# The renaissance in film photography goes on



## Fred von den Berg (Jan 28, 2018)

This article is from _The Guardian_ newspaper in Britain, where, it seems, film is not just holding on:

Back to the darkroom: young fans reject digital to revive classic film camera


----------



## cgw (Jan 28, 2018)

Not again...Articles like this recall the title of Errol Morris's book, "Believing is Seeing."
Buried deep in the Reflex Kickstarter page is their "production" schedule--fall 2018...maybe. So many 35mm cameras of all flavors, shapes and varieties kicking around sorta beg the question: why? So tired of the vinyl analogy. I can still get film and processing, so obviously it's still being consumed and produced in numbers sufficient to keep it on the shelves. That's all that matters. Somehow, though, I've yet to see a "revival" on the scale these articles report but never document.


----------



## Fred von den Berg (Jan 28, 2018)

^


cgw said:


> So many 35mm cameras of all flavors, shapes and varieties kicking around sorta beg the question: why?
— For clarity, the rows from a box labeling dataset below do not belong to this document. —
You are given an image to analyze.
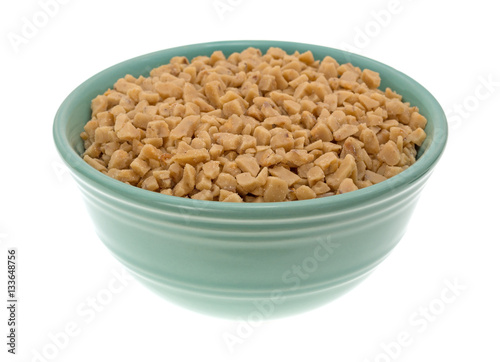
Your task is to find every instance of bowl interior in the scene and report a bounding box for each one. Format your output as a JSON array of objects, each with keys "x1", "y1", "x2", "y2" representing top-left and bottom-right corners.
[{"x1": 54, "y1": 40, "x2": 447, "y2": 210}]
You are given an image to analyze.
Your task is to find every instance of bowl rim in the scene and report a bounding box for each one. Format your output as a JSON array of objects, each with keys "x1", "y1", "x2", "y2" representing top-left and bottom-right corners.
[{"x1": 53, "y1": 40, "x2": 448, "y2": 214}]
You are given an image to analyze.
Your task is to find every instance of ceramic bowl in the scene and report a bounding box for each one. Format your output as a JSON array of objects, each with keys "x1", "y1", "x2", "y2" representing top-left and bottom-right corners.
[{"x1": 53, "y1": 41, "x2": 447, "y2": 319}]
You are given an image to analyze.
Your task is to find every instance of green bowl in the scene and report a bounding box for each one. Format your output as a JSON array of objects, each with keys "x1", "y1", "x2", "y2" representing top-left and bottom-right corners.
[{"x1": 53, "y1": 40, "x2": 448, "y2": 319}]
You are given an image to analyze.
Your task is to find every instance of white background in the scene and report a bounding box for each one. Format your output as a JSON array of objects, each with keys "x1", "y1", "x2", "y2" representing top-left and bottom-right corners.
[{"x1": 0, "y1": 0, "x2": 500, "y2": 362}]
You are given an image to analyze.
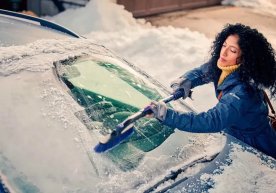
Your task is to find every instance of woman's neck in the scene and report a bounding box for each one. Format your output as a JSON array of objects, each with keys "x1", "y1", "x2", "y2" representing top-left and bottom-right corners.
[{"x1": 217, "y1": 63, "x2": 240, "y2": 85}]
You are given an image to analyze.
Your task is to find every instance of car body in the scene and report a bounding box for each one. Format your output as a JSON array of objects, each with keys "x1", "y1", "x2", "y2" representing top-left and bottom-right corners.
[{"x1": 0, "y1": 10, "x2": 276, "y2": 192}]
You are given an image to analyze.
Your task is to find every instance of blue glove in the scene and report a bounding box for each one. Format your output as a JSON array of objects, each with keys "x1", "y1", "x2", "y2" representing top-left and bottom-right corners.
[
  {"x1": 150, "y1": 101, "x2": 167, "y2": 121},
  {"x1": 171, "y1": 77, "x2": 192, "y2": 99}
]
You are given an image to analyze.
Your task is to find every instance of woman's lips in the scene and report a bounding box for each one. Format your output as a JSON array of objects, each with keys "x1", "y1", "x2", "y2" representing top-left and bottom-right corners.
[{"x1": 219, "y1": 57, "x2": 226, "y2": 62}]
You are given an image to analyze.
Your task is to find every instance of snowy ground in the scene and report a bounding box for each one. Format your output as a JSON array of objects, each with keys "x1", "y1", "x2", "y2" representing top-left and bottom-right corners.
[{"x1": 0, "y1": 0, "x2": 276, "y2": 192}]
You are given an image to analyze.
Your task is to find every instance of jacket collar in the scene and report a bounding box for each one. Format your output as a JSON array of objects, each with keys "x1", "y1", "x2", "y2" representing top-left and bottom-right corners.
[{"x1": 217, "y1": 72, "x2": 241, "y2": 91}]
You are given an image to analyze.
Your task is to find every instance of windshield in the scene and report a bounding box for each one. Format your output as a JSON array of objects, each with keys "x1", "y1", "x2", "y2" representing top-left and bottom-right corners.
[{"x1": 56, "y1": 59, "x2": 181, "y2": 170}]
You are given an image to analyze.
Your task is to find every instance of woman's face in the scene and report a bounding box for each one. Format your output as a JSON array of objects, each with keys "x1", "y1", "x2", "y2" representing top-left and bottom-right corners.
[{"x1": 218, "y1": 34, "x2": 241, "y2": 66}]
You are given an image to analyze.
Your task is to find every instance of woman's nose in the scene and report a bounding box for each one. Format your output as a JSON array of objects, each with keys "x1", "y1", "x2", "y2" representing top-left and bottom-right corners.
[{"x1": 221, "y1": 49, "x2": 227, "y2": 56}]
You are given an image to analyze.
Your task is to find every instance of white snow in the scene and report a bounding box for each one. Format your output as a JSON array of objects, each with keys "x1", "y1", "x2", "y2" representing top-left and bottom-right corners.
[{"x1": 0, "y1": 0, "x2": 276, "y2": 192}]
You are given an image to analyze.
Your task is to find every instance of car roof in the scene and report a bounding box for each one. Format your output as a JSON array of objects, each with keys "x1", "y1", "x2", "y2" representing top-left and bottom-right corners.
[{"x1": 0, "y1": 9, "x2": 80, "y2": 46}]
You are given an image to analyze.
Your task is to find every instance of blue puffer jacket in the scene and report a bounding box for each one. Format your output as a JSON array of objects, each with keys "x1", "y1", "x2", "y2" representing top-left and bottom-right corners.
[{"x1": 163, "y1": 64, "x2": 276, "y2": 158}]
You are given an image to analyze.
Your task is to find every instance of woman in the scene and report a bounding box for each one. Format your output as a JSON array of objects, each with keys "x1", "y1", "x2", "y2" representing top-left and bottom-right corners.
[{"x1": 151, "y1": 24, "x2": 276, "y2": 158}]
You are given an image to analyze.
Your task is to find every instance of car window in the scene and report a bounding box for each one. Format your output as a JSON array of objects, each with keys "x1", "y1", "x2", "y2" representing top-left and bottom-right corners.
[
  {"x1": 56, "y1": 56, "x2": 174, "y2": 169},
  {"x1": 0, "y1": 14, "x2": 75, "y2": 46}
]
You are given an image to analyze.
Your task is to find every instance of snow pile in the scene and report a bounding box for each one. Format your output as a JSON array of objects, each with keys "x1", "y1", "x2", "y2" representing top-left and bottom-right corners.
[
  {"x1": 207, "y1": 145, "x2": 276, "y2": 193},
  {"x1": 48, "y1": 0, "x2": 138, "y2": 34},
  {"x1": 221, "y1": 0, "x2": 276, "y2": 15}
]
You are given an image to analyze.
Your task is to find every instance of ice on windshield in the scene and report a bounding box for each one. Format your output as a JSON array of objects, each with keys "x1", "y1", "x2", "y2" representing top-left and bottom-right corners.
[{"x1": 56, "y1": 59, "x2": 174, "y2": 170}]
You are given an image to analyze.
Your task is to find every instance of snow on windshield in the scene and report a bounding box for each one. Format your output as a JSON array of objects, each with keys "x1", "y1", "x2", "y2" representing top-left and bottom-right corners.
[{"x1": 0, "y1": 0, "x2": 276, "y2": 192}]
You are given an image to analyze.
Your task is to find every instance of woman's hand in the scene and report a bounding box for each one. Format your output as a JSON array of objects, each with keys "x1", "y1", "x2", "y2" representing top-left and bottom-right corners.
[{"x1": 146, "y1": 101, "x2": 167, "y2": 121}]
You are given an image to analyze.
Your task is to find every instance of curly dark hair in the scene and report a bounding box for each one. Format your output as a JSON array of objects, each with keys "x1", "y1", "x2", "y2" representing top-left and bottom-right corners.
[{"x1": 210, "y1": 23, "x2": 276, "y2": 97}]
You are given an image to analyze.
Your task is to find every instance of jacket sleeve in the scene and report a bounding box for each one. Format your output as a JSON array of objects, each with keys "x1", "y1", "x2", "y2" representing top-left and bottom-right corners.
[
  {"x1": 182, "y1": 63, "x2": 212, "y2": 88},
  {"x1": 162, "y1": 93, "x2": 242, "y2": 133}
]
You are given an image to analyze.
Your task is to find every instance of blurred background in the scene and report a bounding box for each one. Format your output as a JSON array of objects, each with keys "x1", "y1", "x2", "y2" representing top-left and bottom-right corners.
[{"x1": 0, "y1": 0, "x2": 221, "y2": 17}]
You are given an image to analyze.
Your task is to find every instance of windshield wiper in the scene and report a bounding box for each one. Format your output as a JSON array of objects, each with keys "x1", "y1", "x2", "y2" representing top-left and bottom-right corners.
[{"x1": 144, "y1": 153, "x2": 219, "y2": 193}]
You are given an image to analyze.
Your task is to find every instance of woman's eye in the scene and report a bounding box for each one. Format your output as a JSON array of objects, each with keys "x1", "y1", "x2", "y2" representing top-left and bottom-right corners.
[{"x1": 230, "y1": 49, "x2": 237, "y2": 54}]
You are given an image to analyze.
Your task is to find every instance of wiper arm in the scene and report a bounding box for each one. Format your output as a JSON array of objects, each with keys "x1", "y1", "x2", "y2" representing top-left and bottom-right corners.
[{"x1": 144, "y1": 153, "x2": 219, "y2": 193}]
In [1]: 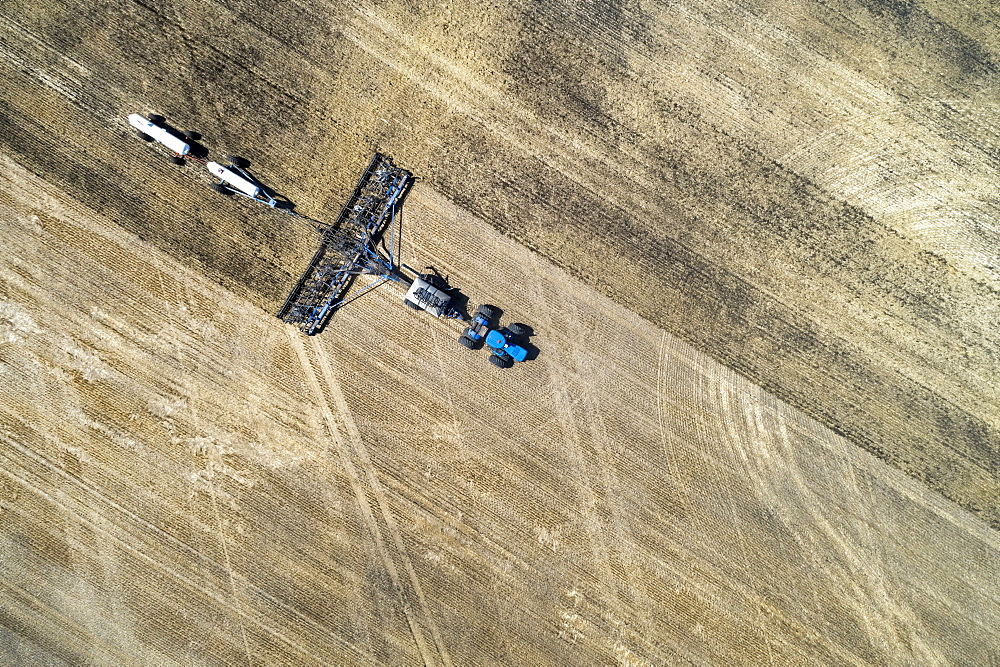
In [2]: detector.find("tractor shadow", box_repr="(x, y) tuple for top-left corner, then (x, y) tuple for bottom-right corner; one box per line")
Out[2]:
(508, 322), (538, 361)
(466, 306), (539, 363)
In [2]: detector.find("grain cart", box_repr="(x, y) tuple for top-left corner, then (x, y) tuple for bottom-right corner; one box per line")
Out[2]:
(128, 113), (199, 164)
(205, 155), (282, 208)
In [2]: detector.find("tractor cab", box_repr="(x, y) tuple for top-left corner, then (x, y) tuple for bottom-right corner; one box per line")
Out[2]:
(486, 324), (528, 368)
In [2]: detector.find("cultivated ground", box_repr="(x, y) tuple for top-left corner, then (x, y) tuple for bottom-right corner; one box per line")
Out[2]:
(0, 0), (1000, 664)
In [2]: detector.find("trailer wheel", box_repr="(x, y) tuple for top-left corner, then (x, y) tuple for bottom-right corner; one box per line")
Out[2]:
(490, 354), (509, 368)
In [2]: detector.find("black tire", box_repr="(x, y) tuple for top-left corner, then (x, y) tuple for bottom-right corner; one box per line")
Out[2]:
(490, 354), (508, 368)
(476, 303), (497, 322)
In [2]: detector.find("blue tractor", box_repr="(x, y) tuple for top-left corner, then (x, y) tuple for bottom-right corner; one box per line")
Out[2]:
(458, 305), (528, 368)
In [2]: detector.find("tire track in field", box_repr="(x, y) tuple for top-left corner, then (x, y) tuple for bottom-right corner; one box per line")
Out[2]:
(0, 432), (346, 659)
(525, 271), (653, 647)
(286, 327), (451, 665)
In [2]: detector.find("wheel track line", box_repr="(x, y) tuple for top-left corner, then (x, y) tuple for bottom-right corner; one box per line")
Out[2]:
(286, 327), (446, 665)
(208, 462), (253, 665)
(346, 7), (1000, 434)
(570, 314), (668, 654)
(175, 268), (253, 665)
(0, 438), (342, 659)
(524, 276), (625, 640)
(312, 338), (452, 665)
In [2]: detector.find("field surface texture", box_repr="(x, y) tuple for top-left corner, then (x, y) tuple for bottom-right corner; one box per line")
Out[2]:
(0, 0), (1000, 665)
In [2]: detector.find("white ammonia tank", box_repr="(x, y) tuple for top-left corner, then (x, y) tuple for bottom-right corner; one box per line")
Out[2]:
(128, 113), (191, 155)
(205, 162), (260, 198)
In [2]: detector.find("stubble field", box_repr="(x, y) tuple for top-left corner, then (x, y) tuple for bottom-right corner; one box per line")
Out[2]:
(0, 2), (1000, 664)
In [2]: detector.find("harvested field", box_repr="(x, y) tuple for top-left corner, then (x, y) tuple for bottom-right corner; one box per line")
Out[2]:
(0, 0), (1000, 664)
(0, 162), (1000, 664)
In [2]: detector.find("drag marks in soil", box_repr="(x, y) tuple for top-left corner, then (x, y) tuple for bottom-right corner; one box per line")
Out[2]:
(288, 334), (451, 665)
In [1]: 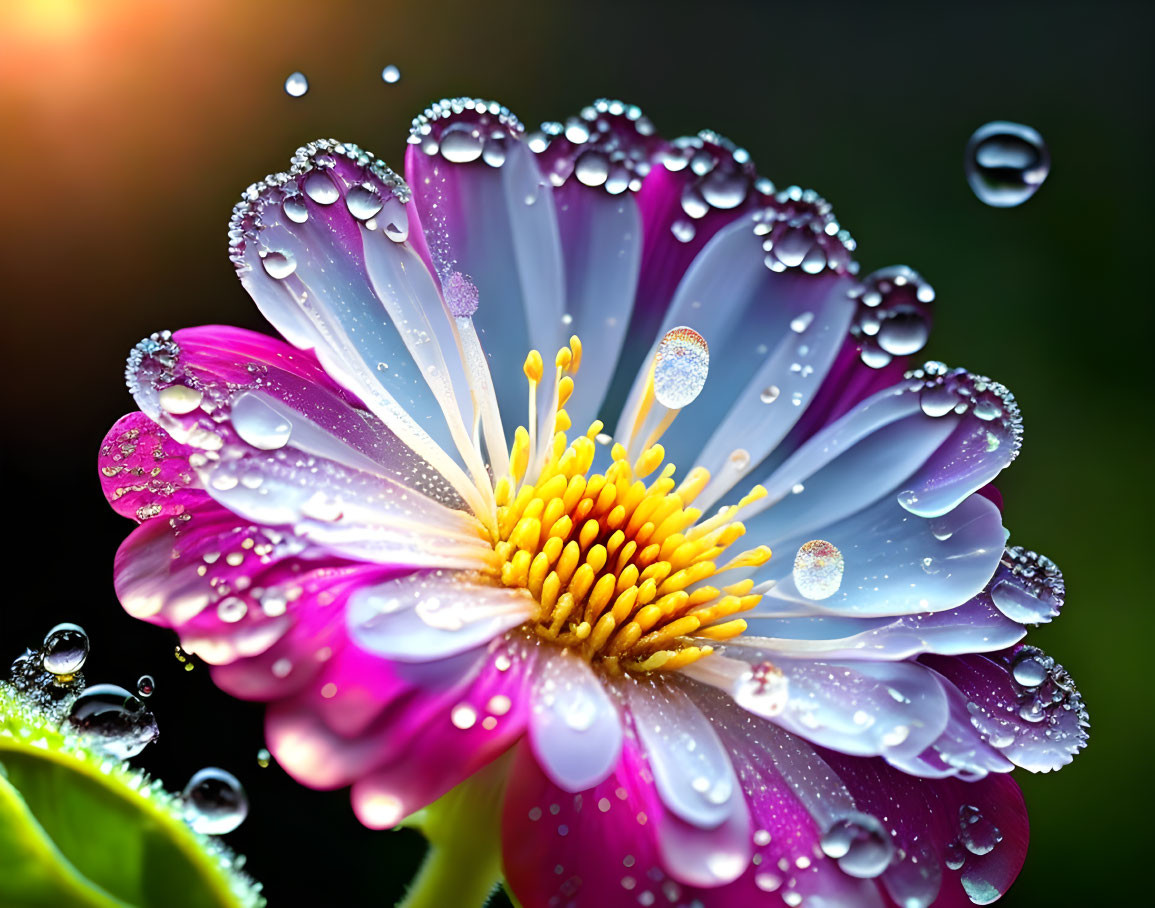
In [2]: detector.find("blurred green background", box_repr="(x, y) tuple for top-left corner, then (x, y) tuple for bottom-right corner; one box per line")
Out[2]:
(0, 0), (1155, 906)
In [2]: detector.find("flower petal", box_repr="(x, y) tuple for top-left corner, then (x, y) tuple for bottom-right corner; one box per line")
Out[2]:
(923, 646), (1088, 773)
(747, 494), (1006, 618)
(347, 571), (537, 662)
(405, 98), (568, 426)
(529, 650), (623, 791)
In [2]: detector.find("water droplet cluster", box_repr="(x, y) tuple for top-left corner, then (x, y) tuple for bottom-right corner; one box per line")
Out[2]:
(966, 120), (1051, 208)
(409, 98), (524, 168)
(967, 645), (1089, 773)
(229, 133), (409, 269)
(850, 265), (934, 369)
(527, 98), (658, 195)
(754, 186), (858, 274)
(904, 360), (1022, 462)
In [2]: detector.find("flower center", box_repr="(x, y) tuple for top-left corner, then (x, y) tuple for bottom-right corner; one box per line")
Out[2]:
(494, 337), (770, 672)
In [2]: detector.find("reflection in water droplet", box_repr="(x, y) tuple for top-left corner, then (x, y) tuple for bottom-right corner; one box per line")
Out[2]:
(136, 675), (156, 697)
(181, 766), (248, 835)
(820, 813), (894, 879)
(966, 120), (1051, 208)
(65, 684), (159, 760)
(261, 252), (297, 281)
(793, 539), (845, 601)
(440, 124), (482, 164)
(156, 385), (203, 416)
(40, 622), (89, 676)
(285, 73), (308, 98)
(654, 328), (710, 410)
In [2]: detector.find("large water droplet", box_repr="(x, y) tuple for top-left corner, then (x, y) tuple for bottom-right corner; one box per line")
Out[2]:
(305, 170), (341, 204)
(345, 185), (385, 221)
(820, 813), (894, 879)
(793, 539), (845, 601)
(40, 622), (90, 676)
(65, 684), (159, 760)
(181, 766), (248, 835)
(232, 392), (292, 451)
(440, 124), (482, 164)
(261, 252), (297, 281)
(285, 73), (308, 98)
(966, 120), (1051, 208)
(654, 328), (710, 410)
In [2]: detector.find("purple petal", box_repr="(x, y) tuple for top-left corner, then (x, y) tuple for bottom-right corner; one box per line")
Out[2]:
(922, 646), (1088, 773)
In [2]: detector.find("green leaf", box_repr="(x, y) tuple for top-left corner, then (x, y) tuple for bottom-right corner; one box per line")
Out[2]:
(0, 684), (263, 908)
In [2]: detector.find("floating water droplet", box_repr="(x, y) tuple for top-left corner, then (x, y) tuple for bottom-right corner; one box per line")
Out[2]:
(232, 392), (292, 451)
(285, 73), (308, 98)
(65, 684), (159, 760)
(820, 813), (894, 879)
(440, 124), (482, 164)
(305, 170), (341, 204)
(40, 622), (90, 678)
(966, 120), (1051, 208)
(670, 218), (698, 243)
(793, 539), (845, 601)
(261, 252), (297, 281)
(654, 327), (710, 410)
(180, 766), (248, 835)
(136, 675), (156, 697)
(345, 184), (385, 221)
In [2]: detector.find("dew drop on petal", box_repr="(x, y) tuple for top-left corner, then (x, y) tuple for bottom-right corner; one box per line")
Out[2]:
(261, 252), (297, 281)
(180, 766), (248, 835)
(40, 622), (90, 676)
(136, 675), (156, 697)
(65, 684), (159, 760)
(654, 327), (710, 410)
(285, 73), (308, 98)
(966, 120), (1051, 208)
(820, 813), (894, 879)
(793, 539), (845, 601)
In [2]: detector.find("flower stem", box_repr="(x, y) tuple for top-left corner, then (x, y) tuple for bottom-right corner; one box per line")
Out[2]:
(397, 758), (508, 908)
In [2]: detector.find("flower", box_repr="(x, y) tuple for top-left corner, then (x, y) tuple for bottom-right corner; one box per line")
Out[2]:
(100, 99), (1086, 907)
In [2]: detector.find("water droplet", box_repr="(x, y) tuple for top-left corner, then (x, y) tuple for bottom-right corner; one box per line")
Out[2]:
(180, 766), (248, 835)
(820, 813), (894, 879)
(261, 252), (297, 281)
(793, 539), (845, 601)
(305, 170), (341, 204)
(66, 684), (159, 760)
(285, 73), (308, 98)
(440, 124), (482, 164)
(345, 184), (385, 221)
(40, 622), (90, 677)
(654, 327), (710, 410)
(232, 392), (292, 451)
(281, 195), (308, 224)
(1011, 650), (1046, 687)
(136, 675), (156, 697)
(959, 804), (1003, 855)
(966, 120), (1051, 208)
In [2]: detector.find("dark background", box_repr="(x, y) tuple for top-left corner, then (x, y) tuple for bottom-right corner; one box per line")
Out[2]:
(0, 0), (1155, 908)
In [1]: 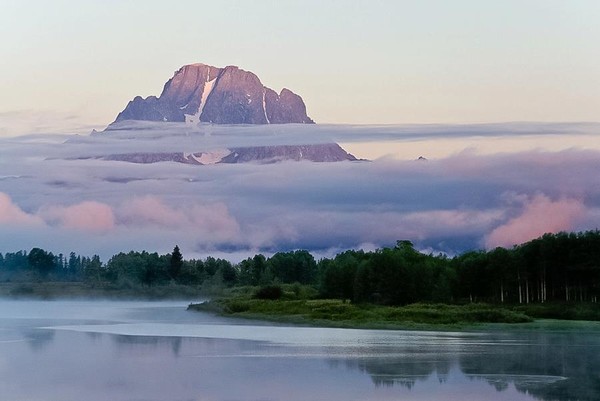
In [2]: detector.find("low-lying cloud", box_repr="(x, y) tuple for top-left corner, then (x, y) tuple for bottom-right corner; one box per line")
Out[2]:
(485, 194), (586, 248)
(0, 124), (600, 258)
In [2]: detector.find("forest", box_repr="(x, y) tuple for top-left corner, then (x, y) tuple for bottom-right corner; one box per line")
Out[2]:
(0, 230), (600, 306)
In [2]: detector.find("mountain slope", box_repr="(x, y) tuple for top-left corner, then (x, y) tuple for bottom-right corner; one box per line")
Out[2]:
(108, 64), (314, 129)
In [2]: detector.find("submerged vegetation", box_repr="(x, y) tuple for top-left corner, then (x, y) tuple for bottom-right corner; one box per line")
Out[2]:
(0, 231), (600, 325)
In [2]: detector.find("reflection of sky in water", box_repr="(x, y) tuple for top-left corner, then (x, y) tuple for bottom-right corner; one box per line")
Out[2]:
(0, 301), (600, 401)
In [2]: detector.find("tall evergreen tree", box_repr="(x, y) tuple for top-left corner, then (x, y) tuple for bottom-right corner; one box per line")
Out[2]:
(169, 245), (183, 280)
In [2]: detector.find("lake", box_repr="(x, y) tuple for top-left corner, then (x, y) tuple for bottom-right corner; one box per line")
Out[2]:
(0, 300), (600, 401)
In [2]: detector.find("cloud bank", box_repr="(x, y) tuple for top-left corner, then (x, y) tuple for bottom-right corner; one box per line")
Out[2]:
(0, 124), (600, 259)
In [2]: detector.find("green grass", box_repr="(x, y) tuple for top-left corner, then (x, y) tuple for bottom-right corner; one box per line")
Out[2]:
(190, 288), (533, 329)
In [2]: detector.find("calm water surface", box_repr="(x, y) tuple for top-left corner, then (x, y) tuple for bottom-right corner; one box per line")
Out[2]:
(0, 300), (600, 401)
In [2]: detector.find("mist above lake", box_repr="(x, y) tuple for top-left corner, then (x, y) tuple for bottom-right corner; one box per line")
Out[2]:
(0, 300), (600, 401)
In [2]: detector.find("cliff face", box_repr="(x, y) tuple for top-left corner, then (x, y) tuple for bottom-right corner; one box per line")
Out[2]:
(109, 64), (314, 129)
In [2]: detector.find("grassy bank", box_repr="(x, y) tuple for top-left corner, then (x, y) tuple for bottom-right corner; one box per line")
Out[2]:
(190, 288), (533, 329)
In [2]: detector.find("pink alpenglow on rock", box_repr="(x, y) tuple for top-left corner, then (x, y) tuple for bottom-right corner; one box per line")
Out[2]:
(108, 64), (314, 130)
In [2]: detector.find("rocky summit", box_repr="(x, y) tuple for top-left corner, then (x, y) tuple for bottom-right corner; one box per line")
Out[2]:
(108, 64), (314, 129)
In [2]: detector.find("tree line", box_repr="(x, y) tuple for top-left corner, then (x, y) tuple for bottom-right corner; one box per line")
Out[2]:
(0, 230), (600, 305)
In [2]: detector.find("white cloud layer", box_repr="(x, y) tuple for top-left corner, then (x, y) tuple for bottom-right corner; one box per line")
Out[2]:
(0, 124), (600, 258)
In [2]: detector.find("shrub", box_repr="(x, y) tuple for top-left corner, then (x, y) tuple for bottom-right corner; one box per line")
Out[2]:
(254, 285), (283, 300)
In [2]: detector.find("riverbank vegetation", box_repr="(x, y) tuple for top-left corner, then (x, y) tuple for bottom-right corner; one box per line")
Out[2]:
(0, 231), (600, 323)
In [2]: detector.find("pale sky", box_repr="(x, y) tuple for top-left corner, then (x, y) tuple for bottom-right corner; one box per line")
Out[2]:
(0, 0), (600, 136)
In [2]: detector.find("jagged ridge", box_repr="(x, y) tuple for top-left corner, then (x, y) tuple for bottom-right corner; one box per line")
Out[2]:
(100, 143), (357, 165)
(108, 63), (314, 129)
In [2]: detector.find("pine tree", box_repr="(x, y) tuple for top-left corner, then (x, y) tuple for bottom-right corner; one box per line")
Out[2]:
(169, 245), (183, 280)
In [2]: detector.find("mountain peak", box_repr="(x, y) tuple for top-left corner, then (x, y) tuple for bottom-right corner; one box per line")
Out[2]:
(109, 63), (314, 128)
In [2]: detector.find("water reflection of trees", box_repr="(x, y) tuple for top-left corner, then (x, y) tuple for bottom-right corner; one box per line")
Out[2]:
(459, 332), (600, 401)
(332, 331), (600, 401)
(346, 353), (453, 389)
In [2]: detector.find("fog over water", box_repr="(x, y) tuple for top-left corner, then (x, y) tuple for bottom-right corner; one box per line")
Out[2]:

Lots of second hand cars out there, so why buy a new one? As the article mentions, using film isn't only a matter of nostalgia, it's appealing to both older as well as newer photographers, so those who have experience of film as well as those newly discovering this medium. I think the point is that the group involved want to produce a now camera for the now film users.

On that point, the camera does admittedly look a little retro.


----------



## Ysarex (Jan 28, 2018)

It would be nice to see continued production of new film cameras. Pushing film photography into an exclusively used camera market feels kind of like driving in Cuba. So it's encouraging that someone is thinking about it. Now we need someone competent to think about it. These folks have made a *huge glaring* design error with this camera and if they can't fix it then this camera is a bust. In the transition from the 1960s to the 1970s we saw the advance in SLR design include open aperture metering. In the 1950s we got the light meter built into the camera and by the early 1960s that meter was linked to the shutter and f/stop controls on the camera -- turn the shutter knob and the meter readout changed, turn the f/stop ring and the meter readout changed. But in earliest implementations of a linked metering system the f/stop had to be set to the taking aperture to meter. This was stopped down metering. The huge design advance in the 1960s was allowing the meter to function with the aperture held fully open and then stopping down to the taking f/stop only at the instant of exposure. Anybody who remembers the little pin sticking out of the back of M42 mount lenses understands. You need to both focus and compose with the lens wide open -- you can't do those two things with the lens stopped down to the taking aperture. We called that design advance open aperture metering. Try photographing a sporting event in which you first have to focus the lens and compose the shot. Then push a button to force the aperture to close down so you can meter the scene and then finally with the aperture stopped down take the photo. That's how this camera works, which is to say it doesn't.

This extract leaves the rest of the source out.